Dutch-Jewish Hebraist and mathematician

Moses Lemans (November 5, 1785, Naarden, Netherlands – October 17, 1832, Amsterdam, Netherlands) was a Dutch-Jewish Hebraist and mathematician, and a leader of the Haskalah movement in Holland. He was a founder of the Jewish Mathematicians' Association, Mathesis Artium Genetrix, and published a number of works on Hebrew grammar and mathematics.
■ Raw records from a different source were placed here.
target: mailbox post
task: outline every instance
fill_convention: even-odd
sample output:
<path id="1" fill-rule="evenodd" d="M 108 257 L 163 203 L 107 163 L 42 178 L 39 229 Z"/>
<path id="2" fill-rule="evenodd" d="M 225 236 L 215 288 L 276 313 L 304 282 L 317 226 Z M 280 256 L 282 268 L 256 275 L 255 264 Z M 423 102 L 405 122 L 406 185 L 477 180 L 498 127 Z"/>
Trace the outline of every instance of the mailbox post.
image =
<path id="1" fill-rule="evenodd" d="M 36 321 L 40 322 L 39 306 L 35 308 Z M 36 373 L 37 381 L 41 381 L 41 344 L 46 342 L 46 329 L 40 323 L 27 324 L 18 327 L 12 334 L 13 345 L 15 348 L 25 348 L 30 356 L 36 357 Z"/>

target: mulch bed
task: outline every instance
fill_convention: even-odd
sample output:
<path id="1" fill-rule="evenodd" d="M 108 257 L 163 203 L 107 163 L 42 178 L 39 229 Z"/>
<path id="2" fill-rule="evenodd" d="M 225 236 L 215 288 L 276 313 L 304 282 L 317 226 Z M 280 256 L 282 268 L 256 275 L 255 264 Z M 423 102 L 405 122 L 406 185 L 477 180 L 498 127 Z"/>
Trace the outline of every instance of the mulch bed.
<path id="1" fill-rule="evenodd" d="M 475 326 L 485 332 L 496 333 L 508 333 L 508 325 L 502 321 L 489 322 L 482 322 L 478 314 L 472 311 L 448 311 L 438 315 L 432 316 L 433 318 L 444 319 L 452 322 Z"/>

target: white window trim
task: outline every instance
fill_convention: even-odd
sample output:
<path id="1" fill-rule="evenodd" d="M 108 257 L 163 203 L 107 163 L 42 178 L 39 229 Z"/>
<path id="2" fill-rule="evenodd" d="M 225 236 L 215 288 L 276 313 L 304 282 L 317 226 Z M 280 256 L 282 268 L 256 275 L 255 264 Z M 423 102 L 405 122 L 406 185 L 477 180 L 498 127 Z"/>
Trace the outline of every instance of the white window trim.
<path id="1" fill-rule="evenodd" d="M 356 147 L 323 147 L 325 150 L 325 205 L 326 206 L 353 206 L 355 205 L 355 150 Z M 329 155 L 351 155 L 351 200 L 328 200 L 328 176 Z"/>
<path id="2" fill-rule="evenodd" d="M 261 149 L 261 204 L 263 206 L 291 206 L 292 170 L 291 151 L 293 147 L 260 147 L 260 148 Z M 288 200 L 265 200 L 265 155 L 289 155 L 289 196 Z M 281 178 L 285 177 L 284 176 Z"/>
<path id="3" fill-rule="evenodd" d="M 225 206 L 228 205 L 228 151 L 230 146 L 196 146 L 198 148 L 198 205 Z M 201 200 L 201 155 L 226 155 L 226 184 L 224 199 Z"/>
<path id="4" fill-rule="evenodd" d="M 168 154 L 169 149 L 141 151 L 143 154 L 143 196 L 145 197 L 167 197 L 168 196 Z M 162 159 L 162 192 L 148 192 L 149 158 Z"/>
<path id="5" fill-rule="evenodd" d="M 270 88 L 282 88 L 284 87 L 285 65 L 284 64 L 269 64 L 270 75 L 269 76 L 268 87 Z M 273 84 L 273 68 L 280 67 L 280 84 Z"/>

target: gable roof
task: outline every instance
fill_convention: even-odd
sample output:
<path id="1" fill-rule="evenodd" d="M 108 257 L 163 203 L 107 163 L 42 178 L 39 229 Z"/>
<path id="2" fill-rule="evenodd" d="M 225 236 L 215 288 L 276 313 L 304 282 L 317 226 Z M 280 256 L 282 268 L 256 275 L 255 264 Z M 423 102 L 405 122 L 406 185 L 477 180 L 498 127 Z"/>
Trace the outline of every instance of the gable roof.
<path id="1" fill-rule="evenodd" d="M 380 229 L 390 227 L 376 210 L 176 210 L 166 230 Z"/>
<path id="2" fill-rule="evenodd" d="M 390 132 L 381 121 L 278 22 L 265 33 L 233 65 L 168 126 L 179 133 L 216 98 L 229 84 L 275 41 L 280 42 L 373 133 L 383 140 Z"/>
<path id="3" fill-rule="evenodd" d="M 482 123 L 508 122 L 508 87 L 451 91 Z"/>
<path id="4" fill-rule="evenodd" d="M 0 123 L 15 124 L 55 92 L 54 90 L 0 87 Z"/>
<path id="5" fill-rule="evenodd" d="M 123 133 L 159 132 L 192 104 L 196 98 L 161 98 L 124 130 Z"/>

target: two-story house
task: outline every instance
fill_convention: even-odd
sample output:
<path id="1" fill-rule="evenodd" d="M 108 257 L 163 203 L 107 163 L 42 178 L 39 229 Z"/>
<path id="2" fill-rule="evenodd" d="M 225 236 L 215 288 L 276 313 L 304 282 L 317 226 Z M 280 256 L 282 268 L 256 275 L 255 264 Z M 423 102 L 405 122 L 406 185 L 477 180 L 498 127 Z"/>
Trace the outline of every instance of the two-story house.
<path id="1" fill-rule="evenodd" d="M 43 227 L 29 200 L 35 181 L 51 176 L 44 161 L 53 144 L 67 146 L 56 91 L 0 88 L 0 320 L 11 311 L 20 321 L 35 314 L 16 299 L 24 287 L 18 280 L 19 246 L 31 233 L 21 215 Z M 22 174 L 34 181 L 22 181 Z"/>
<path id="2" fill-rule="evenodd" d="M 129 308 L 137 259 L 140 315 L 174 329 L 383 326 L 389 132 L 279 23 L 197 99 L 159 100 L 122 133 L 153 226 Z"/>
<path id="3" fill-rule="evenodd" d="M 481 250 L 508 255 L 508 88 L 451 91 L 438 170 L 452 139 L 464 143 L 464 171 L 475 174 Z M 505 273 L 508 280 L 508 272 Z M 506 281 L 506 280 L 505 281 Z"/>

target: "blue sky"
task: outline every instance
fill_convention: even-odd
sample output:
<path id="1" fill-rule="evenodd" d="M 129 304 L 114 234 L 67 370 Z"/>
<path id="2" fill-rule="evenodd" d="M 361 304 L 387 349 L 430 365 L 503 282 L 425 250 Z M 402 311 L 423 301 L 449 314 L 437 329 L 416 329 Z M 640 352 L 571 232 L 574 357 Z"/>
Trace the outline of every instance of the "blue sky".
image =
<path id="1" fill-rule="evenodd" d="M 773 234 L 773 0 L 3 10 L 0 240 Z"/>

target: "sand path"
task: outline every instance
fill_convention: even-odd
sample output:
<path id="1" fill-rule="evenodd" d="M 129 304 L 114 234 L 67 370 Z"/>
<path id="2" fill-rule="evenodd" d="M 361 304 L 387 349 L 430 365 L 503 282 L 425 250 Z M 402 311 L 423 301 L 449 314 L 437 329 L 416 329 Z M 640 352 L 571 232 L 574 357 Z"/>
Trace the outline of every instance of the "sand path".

Born in Naarden, Lemans was educated by his father and (in mathematics) by Judah Littwack. He helped found Hanokh la na'ar al pi darkho, a society for reform in Jewish education, for which he published a number of Hebrew textbooks. In 1818 he was appointed head of the first school for needy Jews in Amsterdam, and in 1828 teacher of mathematics in the Amsterdam gymnasium.

==Works==
In 1808 he published Ma'amar Imrah Ẓerufah (Article on Pure Speech), in which he advocated for the abandonment of Ashkenazi pronunciation of Hebrew in favour of the Sephardi one, and some years later a Hebrew grammar, Rudimenta (1820). In collaboration with Samuel Israel Mulder he published a Hebrew-Dutch dictionary in 1829-1831. The most notable of his Hebrew poems is an epic on the Belgian Revolution.

Lemans was also involved in efforts to propagate among Jews of the Netherlands a knowledge of the Dutch language, by translating prayer-books into Dutch.